The express train picks its way out of the city station on rapid-transit tracks. Once out of downtown, it leaves the rapid-transit line, the motorman shuts off at the end of third rail, and power collectors reach for the overhead wire. But this express train is not an Electroliner at Crawford Avenue winding it up for Milwaukee, rather, it is a Eurostar leaving the Southern Electric for the Channel Tunnel Rail Link
There’s something incongrous about the Eurostar snaking across the rooftops of Brixton, on those sharply-curved Victorian brick viaducts. But this was never strictly a ‘rapid transit’ line; back in the days of steam Bullied pacifics would trace the same route on their way to the Kent coast.
Then he’s off to Germany.
Once across the Hohenzollern Bridge and onto the new German high-speed line, however, it’s off to the races, with speeds hovering near 300 km/h, definitely world-class. What’s that old song about “passing cars like they were standing still?” The high-speed line follows an Autobahn route and there are many opportunities to leave the motorists behind.
Running the line parallel to the Autobahn was a clever idea; leave those BWMs and Mercedes standing!. I think it beats the 110mph section of the West Coast Mainline paralleling the M1 at Watford Gap!

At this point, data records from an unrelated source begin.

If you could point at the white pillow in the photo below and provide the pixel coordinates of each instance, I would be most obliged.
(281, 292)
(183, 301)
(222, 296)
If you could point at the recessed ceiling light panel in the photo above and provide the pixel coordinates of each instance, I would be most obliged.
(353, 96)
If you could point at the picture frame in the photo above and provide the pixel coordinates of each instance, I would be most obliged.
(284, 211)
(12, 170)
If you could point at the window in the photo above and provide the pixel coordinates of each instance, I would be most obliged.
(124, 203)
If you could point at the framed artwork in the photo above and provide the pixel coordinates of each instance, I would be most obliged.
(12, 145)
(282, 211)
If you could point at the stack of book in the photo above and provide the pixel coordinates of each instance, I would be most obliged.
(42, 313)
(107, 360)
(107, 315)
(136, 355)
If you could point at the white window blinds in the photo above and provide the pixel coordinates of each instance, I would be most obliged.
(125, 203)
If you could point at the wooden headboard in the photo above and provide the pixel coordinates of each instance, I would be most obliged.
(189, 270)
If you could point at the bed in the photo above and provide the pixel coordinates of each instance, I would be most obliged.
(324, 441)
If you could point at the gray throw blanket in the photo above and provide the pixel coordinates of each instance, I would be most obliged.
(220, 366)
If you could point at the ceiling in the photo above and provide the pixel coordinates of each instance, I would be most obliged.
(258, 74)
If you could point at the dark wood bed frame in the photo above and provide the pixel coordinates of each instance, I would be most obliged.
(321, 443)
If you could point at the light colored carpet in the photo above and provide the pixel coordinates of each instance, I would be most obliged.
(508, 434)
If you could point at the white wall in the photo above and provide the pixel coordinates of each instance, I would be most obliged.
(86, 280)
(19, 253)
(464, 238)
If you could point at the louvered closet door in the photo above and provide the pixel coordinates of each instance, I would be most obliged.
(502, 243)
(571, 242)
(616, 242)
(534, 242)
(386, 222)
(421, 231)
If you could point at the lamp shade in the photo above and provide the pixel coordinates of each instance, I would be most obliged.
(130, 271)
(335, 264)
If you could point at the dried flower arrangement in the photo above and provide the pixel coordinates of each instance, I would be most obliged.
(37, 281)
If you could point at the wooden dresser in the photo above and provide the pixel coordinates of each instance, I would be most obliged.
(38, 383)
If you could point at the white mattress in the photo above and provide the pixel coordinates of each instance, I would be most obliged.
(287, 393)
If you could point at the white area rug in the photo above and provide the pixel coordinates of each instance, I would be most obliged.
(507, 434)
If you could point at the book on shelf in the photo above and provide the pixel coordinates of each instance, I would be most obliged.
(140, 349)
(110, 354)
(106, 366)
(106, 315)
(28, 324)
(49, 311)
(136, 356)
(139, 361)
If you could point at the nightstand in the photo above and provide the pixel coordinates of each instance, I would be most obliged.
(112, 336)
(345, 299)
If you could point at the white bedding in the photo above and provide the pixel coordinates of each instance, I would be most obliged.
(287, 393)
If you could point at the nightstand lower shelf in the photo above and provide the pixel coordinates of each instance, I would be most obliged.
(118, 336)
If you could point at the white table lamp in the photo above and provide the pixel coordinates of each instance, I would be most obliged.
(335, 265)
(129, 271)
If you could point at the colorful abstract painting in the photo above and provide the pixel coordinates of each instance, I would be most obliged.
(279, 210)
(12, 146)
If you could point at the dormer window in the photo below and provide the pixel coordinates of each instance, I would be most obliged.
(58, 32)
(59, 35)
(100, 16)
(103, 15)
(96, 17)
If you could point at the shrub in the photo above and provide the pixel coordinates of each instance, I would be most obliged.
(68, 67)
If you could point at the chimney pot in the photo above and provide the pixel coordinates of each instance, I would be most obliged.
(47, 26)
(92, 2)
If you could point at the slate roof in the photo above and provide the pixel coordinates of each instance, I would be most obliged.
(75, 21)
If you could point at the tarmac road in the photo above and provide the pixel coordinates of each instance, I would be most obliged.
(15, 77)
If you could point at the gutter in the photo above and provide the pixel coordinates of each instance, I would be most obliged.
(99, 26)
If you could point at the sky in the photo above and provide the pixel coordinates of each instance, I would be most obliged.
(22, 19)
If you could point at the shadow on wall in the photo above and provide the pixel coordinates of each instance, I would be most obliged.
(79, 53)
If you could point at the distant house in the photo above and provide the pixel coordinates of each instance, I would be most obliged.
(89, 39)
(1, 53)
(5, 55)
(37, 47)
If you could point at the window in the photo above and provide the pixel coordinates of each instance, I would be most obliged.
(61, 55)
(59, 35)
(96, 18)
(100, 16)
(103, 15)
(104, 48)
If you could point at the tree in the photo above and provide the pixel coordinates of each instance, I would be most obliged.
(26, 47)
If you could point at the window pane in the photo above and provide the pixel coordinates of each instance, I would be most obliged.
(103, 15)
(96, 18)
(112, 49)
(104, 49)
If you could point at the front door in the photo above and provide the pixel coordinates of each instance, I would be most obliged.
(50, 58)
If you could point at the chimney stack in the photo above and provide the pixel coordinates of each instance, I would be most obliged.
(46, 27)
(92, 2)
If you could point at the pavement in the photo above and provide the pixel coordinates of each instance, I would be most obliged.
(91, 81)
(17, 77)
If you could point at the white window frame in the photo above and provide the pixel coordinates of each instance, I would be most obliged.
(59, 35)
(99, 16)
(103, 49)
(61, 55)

I’ve never been on any of the German high-speed lines; my sightings of ICE trains have been on the decidedly not high-speed single track Interlaken branch in Switzerland with the daily Hamburg to Interlaken “Thunersee”
Stephen is not so impressed with the internal seating layout.
I have come to the conclusion, however, that fixed seating with half the seats facing aft, although expedient, is a paradigm of rapid transit barbarism that doesn’t belong on an intercity train. In defense of the Europeans, many trains reverse directions at stub-end stations: imagine passing through the old St. Louis or Boston stations as routine.
Older European trains have seats in facing pairs; it’s only the newer stock that had so-called ‘airline style’ seating, which allows them to cram more seats in a given space. To this European, the idea that all seats should face forwards seems hopelessly impractical; you’d have to turn the entire train on a triangle at each end of the run! This might not be much of an overhead for a train taking two days and two nights to run from Chicago to Los Angeles, but the majority of European trains have total end to end runs of just three or four hours. For this type of run, the same set of coaches is expected to make several return trips a day. Already most shorter runs are multiple units or push/pull formations to save attaching and removing locomotives at each end; just imagine the overhead of turning the trains round! The extended turnround time could easily increase the number of coaches required by 50% or more!